Growing It at Home

Gardens bloom in the shadow of the pandemic

For weeks, folks have been waking to a “groundhog day” scenario—coronavirus headlines and a feeling that something about the world has altered. But most people are writing their own scripts to rectify the situation. From health workers to food producers, people are fighting back against the virus, and gardening is one activity “contained” citizens use as they try to take control and find silver linings.  

A new slogan for garden enthusiasts seems to be, “When the going gets tough, the tough get growing.” But the victory garden is not a new concept—world wars and economic depressions in the previous century featured home plots and community projects. Nowadays, plant nurseries, university extension offices, seed companies, and amateur gardeners share their experiences and advice online. The following links contain information about gardening and other “home food experiences.”

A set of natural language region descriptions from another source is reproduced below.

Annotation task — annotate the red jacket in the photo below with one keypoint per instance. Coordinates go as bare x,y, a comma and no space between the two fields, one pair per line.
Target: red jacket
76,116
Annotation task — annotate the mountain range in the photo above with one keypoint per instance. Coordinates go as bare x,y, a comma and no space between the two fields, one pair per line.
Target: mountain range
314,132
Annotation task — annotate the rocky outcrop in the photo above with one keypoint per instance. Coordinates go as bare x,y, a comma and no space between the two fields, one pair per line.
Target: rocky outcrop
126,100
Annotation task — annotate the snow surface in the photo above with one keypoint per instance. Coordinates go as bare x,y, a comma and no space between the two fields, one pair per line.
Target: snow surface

  1. As people pick up new hobbies while they remain in self-quarantine, interest in gardening and farming grows—tips for beginning gardeners and chicken growers.
  2. As the Mississippi State Extension Office explains, April is National Gardening Month—a perfect time for shelter-in-place folks to turn soil and plant seeds.
  3. Quarantine time might cultivate a lifelong love of gardening, and this nine-year-old is off to a good start.
  4. In this writer’s opinion, gardening can be a positive family-inclusive activity to adopt.
  5. This site includes more tips about growing a garden.

Even those who don’t get involved with planting, weeding, and harvesting can benefit from the get-it-growing movement. Penn State University Extension Master Gardeners are partnering with commercial greenhouses to provide plants, both edible and ornamental, to medical caregivers and front-line staff whose lives have been upended by the coronavirus crisis.

Coronavirus has tried to cast a “doom of Mordor” shroud over the land, but spring is unfolding, plants are blooming, and many people are joining the gardeners-r-us movement. They won’t win all the battles against weeds, pests, and bad weather, but in the end, the home-grown harvest will yield nutritional, emotional, and maybe even financial benefits.